そして、身体の何が響くのかというと一般的に「骨」および「骨で囲まれた空間」と言われています。


(画像:Visible Body)

「骨で囲まれた空間」というと頭蓋骨や肋骨で囲まれた胸腔、骨盤などが挙げられるでしょうか。
(これらは音の高さによってよく共鳴する場所が変わるそうですが…ここでは省きます。)

特に歌や管楽器など、頭部そのものや頭部に近いところに発振部を持つ場合は、頭蓋骨の中にある鼻腔や副鼻腔などの空間がよく響くと言われています。


(鼻腔って広いですね…。あと眉毛のあたりや頬骨のあたり、こめかみの高さにも空洞があります。)

このように全身の骨格や実際に響く場所についてイメージしながら、実際に音を出してみると、それだけで意外と大きな変化があるものです。
(響きの変化は自分だけで聞くより、どなたか第3者に聞いてもらう方が変化が分かりやすいかもしれません。)  

 

“自分”を拡張し、響きも拡張する。

そしてやはり「響くもの」と言えば楽器ですね。

人間は、道具を使うことでその道具を「自分の身体の一部」として認識することができます。

卓越したものになると、例えば書道家や画家の筆先とか、大型車のドライバーの車体感覚とか…まるで道具を自分の一部のように扱っていますね。

楽器を演奏する場合も、身体と共に「楽器の全体」も身体の一部として含めて考えることはよく言われています。

管楽器ならベルの先まで。トロンボーンならスライドの先のゴム(名前が分かりません…)とチューニングスライド。弦楽器なら渦巻きや弓の全体、ピアノならハンマーをはじめとして、ピアノ全体(フルコンだと大型車並ですね…)になるでしょうか。あ、パイプオルガンとか大変ですね(笑)。。

いずれにせよ、このように楽器全体も意識に入れてみるとまた変化があるのではないかと思います。

そして。

パイプオルガンからも連想されますが、演奏会の場合は「会場」も響きます。

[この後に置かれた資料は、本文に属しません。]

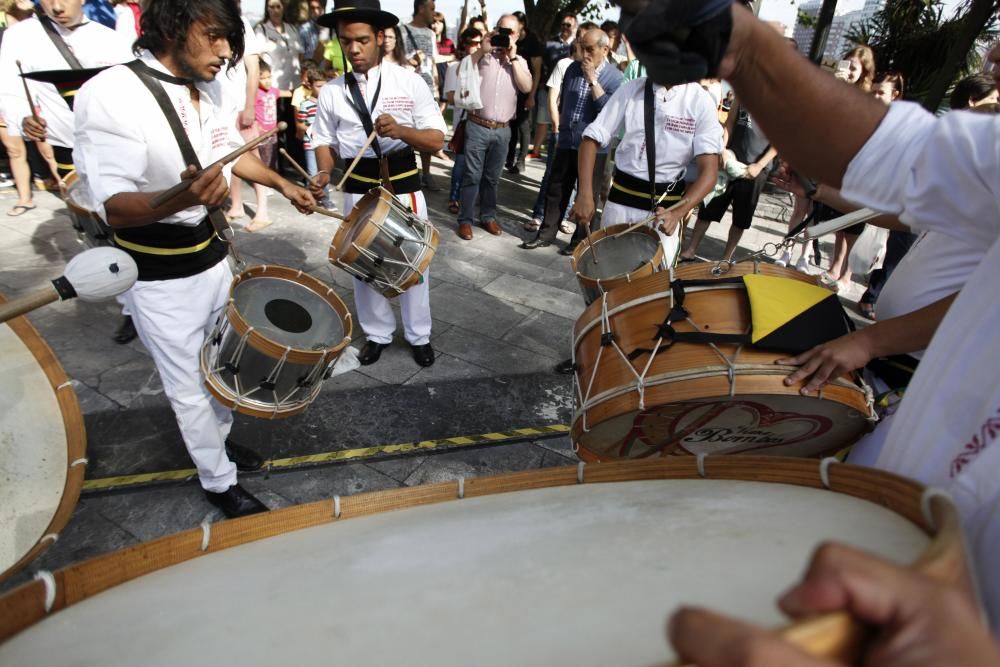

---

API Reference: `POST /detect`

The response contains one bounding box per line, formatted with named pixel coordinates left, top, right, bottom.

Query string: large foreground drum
left=0, top=297, right=86, bottom=581
left=572, top=263, right=873, bottom=461
left=201, top=265, right=351, bottom=419
left=570, top=224, right=666, bottom=306
left=0, top=457, right=967, bottom=667
left=330, top=188, right=438, bottom=299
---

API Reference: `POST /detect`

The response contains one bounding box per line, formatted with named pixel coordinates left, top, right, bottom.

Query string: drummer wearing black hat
left=313, top=0, right=446, bottom=366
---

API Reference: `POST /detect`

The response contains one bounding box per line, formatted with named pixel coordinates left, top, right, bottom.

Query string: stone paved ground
left=0, top=154, right=862, bottom=587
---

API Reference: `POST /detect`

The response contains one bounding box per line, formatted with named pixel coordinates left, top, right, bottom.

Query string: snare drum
left=330, top=188, right=438, bottom=299
left=66, top=173, right=114, bottom=248
left=570, top=224, right=666, bottom=306
left=0, top=456, right=968, bottom=667
left=572, top=263, right=874, bottom=461
left=0, top=297, right=86, bottom=580
left=201, top=266, right=351, bottom=419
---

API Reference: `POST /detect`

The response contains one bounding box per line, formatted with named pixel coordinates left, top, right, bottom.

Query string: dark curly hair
left=132, top=0, right=245, bottom=68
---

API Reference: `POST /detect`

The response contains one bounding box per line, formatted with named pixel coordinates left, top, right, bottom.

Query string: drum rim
left=226, top=264, right=354, bottom=365
left=569, top=223, right=663, bottom=288
left=0, top=294, right=87, bottom=582
left=327, top=186, right=392, bottom=264
left=0, top=456, right=974, bottom=657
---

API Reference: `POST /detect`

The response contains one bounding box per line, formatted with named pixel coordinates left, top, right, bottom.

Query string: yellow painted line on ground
left=83, top=424, right=569, bottom=492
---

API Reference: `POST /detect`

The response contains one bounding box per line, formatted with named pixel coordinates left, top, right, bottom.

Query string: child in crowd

これも響きのための大きな要素となりますね。

会場の中にあるすべての空気、壁、床、客席、天井。すべてが響きます。 会場も楽器の一部であるとよく言われますが、ここで「会場も自分の一部」と考えることもできます。

素晴らしいホールで演奏する機会が日常である人は少ないと思いますが、ここで「あの大好きなホール」をイメージし、自分の一部として意識に入れて演奏してみると、また違った変化を得られるでしょう。

「ホールの一番後ろまで響かせる」というのは指導する上でよく聞く言葉ですが、 「ホールの全体の空気、壁、天井、床、客席、お客さん(←!)のすべてが自分と共に響く」 と考えてみるのも、また変化があると思います。

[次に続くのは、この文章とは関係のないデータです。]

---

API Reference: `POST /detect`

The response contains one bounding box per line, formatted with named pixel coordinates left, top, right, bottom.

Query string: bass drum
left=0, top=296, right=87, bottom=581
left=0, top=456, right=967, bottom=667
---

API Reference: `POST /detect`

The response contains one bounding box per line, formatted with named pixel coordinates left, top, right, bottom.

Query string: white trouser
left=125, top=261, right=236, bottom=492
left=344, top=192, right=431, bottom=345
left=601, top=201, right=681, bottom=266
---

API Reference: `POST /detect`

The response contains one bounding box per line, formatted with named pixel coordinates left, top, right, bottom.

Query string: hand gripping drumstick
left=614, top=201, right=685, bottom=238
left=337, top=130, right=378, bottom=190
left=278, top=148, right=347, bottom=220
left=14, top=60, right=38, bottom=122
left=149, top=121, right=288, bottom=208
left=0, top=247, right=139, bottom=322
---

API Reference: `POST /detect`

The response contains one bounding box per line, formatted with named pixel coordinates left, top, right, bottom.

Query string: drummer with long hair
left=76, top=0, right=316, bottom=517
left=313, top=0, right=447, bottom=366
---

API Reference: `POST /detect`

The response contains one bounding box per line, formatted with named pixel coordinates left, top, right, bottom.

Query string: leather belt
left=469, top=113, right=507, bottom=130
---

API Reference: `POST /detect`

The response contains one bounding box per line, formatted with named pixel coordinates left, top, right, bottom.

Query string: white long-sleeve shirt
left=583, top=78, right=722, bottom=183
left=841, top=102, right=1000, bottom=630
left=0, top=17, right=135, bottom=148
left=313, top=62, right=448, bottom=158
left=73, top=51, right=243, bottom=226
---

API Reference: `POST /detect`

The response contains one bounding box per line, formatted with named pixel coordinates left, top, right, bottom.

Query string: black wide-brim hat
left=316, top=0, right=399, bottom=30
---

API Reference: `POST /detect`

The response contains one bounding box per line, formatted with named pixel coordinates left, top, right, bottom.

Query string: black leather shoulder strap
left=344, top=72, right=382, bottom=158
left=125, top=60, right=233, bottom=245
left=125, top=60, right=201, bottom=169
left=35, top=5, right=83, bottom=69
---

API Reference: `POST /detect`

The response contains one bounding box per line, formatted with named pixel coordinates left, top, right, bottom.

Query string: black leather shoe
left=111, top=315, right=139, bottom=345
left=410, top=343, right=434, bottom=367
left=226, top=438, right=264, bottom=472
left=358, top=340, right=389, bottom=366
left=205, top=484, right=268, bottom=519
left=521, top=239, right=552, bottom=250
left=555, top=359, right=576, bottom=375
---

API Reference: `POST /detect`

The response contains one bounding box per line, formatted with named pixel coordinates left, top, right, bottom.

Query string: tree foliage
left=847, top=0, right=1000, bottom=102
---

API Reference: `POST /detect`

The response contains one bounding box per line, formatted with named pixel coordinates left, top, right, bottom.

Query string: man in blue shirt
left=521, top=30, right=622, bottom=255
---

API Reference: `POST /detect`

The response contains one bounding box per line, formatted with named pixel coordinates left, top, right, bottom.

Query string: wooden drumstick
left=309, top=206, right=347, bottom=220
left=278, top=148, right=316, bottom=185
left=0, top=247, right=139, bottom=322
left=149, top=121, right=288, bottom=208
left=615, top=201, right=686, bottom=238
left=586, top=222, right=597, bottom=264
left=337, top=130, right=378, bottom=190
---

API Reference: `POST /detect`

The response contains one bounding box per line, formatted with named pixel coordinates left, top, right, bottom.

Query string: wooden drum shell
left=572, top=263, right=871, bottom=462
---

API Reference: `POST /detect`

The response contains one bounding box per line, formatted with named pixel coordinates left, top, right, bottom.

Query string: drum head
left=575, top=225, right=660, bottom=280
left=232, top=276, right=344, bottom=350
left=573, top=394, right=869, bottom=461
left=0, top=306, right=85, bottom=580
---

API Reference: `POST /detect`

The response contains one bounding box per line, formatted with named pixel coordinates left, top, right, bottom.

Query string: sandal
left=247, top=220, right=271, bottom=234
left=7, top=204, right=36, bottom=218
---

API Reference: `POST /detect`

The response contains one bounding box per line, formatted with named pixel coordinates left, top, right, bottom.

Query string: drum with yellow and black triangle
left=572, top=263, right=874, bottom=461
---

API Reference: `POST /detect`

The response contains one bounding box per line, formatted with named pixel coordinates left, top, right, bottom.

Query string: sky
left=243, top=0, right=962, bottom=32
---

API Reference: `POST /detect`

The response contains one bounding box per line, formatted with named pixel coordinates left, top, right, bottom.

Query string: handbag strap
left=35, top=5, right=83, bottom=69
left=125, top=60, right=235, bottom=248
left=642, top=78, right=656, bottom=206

「意識するだけでなぜ変わるのか」について詳しいことは分かりませんが、意識の変化によって骨格を取り囲み動かしている”筋肉のハリ”が微妙に変化しているのだと思います。それにより、響きの伝達は変化するでしょう。

自分をどのように“拡張”していくか。

自然にできていることも多いかと思いますが、改めて音楽表現のパレットの一部に加えてみるのはいかがでしょうか。